What are the consequences of California’s water shortage?
While the entire Southwest region of the United States is facing challenges, California is seeing the most the extreme. Combined with extreme heat, and less circulation, the lack of rainfall has triggered a dangerous increase in wildfires and air pollution across the state. The smog is sticking around due to high-pressure systems, setting California back decades in terms of clean air and creating new health risks.
A University of California-Davis research report estimated there would a direct cost to agricultural industry totaling $1.5 billion, a statewide economic cost of $2.2 billion and the loss of 17,100 jobs related to agriculture–rendering a 3.8 percent farm unemployment rate.
Observers are divided on whether California’s drought will make food prices rice. It seems logical that as farm acres become less useful, food would be more difficult to produce, thus making popular crops like tomatoes, artichokes, and broccoli more expensive.
The most affected crops will most likely be be rice, cotton, hay and corn silage.

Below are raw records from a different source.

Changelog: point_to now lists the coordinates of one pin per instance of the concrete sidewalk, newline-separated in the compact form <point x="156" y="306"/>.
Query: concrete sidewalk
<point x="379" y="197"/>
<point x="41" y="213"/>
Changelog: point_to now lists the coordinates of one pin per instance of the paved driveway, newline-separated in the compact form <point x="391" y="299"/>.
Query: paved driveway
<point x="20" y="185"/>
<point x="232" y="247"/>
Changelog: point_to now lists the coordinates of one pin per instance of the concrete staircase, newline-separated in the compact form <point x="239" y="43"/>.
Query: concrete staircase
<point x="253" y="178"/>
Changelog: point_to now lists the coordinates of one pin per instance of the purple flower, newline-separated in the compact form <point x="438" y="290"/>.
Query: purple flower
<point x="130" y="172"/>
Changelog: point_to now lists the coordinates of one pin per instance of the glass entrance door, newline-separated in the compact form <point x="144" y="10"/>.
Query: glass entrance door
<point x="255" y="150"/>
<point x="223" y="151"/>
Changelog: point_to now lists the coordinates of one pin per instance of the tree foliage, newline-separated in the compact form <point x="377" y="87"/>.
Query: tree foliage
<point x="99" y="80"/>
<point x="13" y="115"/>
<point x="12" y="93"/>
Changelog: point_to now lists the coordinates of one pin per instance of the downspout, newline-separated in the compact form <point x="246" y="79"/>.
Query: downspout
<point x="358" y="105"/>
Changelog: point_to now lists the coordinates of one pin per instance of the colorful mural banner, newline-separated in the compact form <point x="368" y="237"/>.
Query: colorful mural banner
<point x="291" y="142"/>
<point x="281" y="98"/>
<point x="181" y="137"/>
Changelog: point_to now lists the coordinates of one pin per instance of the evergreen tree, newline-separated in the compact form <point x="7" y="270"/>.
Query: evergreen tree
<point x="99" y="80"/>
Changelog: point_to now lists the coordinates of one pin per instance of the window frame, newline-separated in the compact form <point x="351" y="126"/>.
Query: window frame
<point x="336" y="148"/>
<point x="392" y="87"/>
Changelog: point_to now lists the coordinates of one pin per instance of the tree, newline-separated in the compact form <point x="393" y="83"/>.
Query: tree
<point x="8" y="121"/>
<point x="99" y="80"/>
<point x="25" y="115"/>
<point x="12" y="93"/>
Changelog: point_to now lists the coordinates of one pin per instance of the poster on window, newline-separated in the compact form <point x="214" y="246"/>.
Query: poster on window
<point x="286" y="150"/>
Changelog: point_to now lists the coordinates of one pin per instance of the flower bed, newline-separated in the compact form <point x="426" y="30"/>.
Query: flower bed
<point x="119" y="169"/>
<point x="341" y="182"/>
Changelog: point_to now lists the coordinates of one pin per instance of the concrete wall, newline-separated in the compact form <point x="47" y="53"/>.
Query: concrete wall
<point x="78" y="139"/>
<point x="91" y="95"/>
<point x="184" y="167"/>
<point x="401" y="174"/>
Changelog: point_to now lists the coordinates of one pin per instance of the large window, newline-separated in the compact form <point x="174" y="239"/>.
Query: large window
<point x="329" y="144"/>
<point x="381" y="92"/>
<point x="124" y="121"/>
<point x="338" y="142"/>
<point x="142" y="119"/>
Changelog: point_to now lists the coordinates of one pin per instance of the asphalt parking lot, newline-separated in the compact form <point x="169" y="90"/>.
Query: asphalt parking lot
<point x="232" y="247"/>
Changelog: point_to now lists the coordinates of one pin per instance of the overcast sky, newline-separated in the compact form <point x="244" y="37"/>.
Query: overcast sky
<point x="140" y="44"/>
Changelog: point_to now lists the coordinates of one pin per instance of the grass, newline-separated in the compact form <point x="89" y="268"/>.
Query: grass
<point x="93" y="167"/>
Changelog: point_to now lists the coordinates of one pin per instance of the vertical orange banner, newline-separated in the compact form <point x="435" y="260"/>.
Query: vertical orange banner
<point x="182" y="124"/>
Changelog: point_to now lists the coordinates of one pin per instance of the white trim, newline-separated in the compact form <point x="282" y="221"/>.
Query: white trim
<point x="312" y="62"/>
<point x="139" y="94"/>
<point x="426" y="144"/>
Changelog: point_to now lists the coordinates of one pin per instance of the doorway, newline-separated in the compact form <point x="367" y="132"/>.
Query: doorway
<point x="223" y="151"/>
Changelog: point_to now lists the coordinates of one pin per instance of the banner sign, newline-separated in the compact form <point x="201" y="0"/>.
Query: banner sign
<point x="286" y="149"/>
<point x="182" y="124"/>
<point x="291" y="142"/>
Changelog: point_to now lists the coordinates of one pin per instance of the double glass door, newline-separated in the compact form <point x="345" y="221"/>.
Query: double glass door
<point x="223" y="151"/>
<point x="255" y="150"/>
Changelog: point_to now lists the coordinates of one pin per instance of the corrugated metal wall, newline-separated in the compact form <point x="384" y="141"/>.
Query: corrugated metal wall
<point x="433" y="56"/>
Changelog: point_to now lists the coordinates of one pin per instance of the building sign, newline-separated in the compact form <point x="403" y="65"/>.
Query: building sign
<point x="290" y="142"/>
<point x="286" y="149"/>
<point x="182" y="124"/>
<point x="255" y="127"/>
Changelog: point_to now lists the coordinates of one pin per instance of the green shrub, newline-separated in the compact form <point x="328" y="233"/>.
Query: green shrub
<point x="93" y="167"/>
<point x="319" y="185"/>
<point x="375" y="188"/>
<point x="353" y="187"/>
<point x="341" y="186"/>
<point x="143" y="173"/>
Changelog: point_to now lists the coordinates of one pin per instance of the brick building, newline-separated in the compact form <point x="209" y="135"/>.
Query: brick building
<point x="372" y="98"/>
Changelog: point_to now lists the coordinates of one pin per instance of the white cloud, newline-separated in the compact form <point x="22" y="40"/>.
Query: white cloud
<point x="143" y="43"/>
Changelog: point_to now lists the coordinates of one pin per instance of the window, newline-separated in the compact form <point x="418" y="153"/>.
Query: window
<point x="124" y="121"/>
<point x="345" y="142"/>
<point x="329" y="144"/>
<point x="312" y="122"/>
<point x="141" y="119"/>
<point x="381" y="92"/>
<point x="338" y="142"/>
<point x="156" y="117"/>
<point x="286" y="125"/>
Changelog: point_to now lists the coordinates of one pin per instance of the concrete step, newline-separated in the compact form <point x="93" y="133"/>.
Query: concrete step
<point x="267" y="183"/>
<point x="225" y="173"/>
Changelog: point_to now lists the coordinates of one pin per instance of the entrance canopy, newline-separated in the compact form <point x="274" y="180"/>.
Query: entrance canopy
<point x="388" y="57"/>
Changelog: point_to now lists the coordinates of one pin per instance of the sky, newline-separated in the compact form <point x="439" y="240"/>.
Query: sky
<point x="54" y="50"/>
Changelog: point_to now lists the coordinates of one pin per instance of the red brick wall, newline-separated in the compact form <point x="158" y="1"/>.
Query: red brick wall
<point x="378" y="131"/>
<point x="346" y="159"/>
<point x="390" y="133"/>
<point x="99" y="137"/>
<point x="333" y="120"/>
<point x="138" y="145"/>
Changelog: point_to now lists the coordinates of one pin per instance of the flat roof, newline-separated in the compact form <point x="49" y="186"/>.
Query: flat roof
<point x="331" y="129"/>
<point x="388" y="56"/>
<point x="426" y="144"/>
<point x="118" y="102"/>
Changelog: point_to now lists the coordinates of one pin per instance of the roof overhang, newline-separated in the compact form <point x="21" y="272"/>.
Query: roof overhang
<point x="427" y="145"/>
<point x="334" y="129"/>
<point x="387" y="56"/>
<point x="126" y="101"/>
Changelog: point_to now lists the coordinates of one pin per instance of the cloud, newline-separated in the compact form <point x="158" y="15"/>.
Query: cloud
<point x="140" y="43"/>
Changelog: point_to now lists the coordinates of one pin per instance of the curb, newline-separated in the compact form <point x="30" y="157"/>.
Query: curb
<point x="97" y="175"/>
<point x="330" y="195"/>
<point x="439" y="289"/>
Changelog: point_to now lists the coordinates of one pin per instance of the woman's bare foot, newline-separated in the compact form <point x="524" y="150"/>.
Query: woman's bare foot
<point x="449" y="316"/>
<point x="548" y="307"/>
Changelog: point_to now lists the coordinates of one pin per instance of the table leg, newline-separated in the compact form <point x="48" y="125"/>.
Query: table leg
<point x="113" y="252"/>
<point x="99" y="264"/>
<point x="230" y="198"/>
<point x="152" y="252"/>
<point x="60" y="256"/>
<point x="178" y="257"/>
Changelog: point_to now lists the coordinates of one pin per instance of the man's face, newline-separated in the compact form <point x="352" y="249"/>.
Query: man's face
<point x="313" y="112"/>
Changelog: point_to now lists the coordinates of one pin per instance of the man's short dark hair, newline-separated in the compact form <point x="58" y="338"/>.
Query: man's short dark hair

But crops like avocado, and mangoes which are mostly imported shouldn’t be affected.
Some retailers believe one of California’s signature products, wine, will see price increases in the coming months. The scarcity of water will likely increase prices for wines, especially some of the cheaper ones.
The U.S. is a geographically diverse nation, and does not solely depend on the Southwest for food production. For now, the globalization of food along with the nation’s agriculture industry has helped American consumers mostly escape higher food prices. These two factors continue to work to limit impacts on total food production and costs.
Why doesn’t Silicon Valley help?
What about reverse osmosis? Recycling water? All of those other terms we learned in biology? Technology should be able to solve this problem right? Well some efforts have begun.
California has started the Water Recycling Funding Program (WRFP) to promote the beneficial use of water recycling in order to add to fresh water supplies in California. State funding is going towards water treatment facilities, while most of private and outside funding is going towards the tech community innovations.
Or take Tech startup TerrAvion. According to CNBC it “flies manned aircraft over farmland and gives growers thermal images that can show farmers potential trouble spots when it comes to irrigation” and give tips on how to manage water more effectively.
WaterSmart Software works with water utilities to supply easy-to-understand information to customers on their water use–for example, showing how much water their home may be using compared to another home of the same size.
According to National Geographic, “for many years, California’s powerful agricultural lobby resisted any and all legislative attempts to regulate water restrictions, or groundwater withdrawals.” But, the extent of the current drought, combined with the state’s increasing demand for water has led to new support for change. We are in a new era and California may actually start to look like a desert. Even with the 25 percent reduction push, and the possibility of tech companies saving the day, Californians still must make behavioral changes to reduce water consumption. Even if Californians do make these changes, saving 25 percent of the water supply is not a long-term solution. It’s time for real change in California.
Editor’s Note: This post has been updated to credit select information to The Glen Canyon Institute and National Geographic.